糖尿病内科

3年で2冊の実験ノートは多いか少ないか

06/04/2014

3年で2冊の実験ノートは多いか少ないか

実験

実験

理研の小保方さんの問題が世を賑わせています。私が驚いたのは、年間1万本の投稿があって800件しかアクセプトされないNatureにアクセプトされたテーマでありながら、3年間で実験ノートが2冊というところです。

Natureと言えば査読も厳しでしょうし、追加実験だけでも膨大な量になると考えられます。理路整然、無駄の無い実験プランの連続であれば3年で2冊ということもあり得るだろうと思い、すごいなと思ったものですが、残念ながらそうではないようです。

私の大学院生時代はといえば、毎日実験ノートをボスにチェックされ、厳しく管理されていました。Natureと循環器内科したらIFでは足元にも及ばないJournalにやっとアクセプトされた自慢にもならないものでしたが、実験ノートは4年で10冊以上にはなっていました。リバイスだけで数冊は行っていましたね。

今回の問題は、アクセプト率8%と狭き門で知られるNatureがちゃんとチェックしていたのか?という点で疑問が残ります。Reviewerも大変ですが、Natureの名に恥じぬ査読が求められています。

小保方氏実験ノートずさん、3年で2冊・断片的

2014年4月2日 読売新聞

世界的に注目されたSTAP(スタップ)細胞の研究論文で、理化学研究所の調査委員会が1日、「画像の捏造(ねつぞう)」を認定する報告書を発表した。

「ノーベル賞級」と言われた研究成果なのに、小保方晴子ユニットリーダー(30)が調査委に提出した実験ノートは3年分で2冊だけ。著名なベテラン研究者も加わった共同研究のずさんなデータ管理に、研究者は「信じられない」と驚き、識者からも「個人の問題にすべきでない」との声が上がった。

「これだけ実験ノートの内容が断片的な記載で、実験が追跡できないというのは経験がない」 東京都内で開かれた記者会見で、調査委員会の石井俊輔委員長は驚きを隠さなかった。実験ノートは、実験が正しく行われたことを証明する重要な記録。そのずさんな管理が「捏造判定」の決め手になった。石井委員長は「記述内容も詳しくないため、肝心の画像がどのように作られたかを追跡できなかった」と語った。ノートの日付も正確でなかったという。

一流科学誌審査に限界 STAP論文不正 2週間で回答 性善説が前提

読売新聞 2014年4月3日

STAP細胞の論文が掲載された英科学誌ネイチャー。
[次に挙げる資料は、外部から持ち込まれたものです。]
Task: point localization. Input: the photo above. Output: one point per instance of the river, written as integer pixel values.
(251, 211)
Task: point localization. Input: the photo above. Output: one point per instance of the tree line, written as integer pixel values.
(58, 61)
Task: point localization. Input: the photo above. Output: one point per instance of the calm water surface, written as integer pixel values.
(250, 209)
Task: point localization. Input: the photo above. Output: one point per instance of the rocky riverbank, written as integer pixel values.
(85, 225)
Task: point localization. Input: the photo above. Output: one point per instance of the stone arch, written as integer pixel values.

理化学研究所の調査委員会が、論文中の画像に捏造や改ざんを認定した

理化学研究所の 小保方おぼかた 晴子ユニットリーダーらが書いた STAPスタップ 細胞の論文で、核心部分の画像データに 捏造や改ざんがあったと、理研の調査委員会が認定した。論文が載った英科学誌ネイチャーは、掲載率8%という狭き門で、専門家による厳しい査読(審査)が重ねられる一流科学誌の代表格だ。だが、今回の研究不正の発覚によって、科学者の良識と善意を前提とする査読の限界も明らかになった。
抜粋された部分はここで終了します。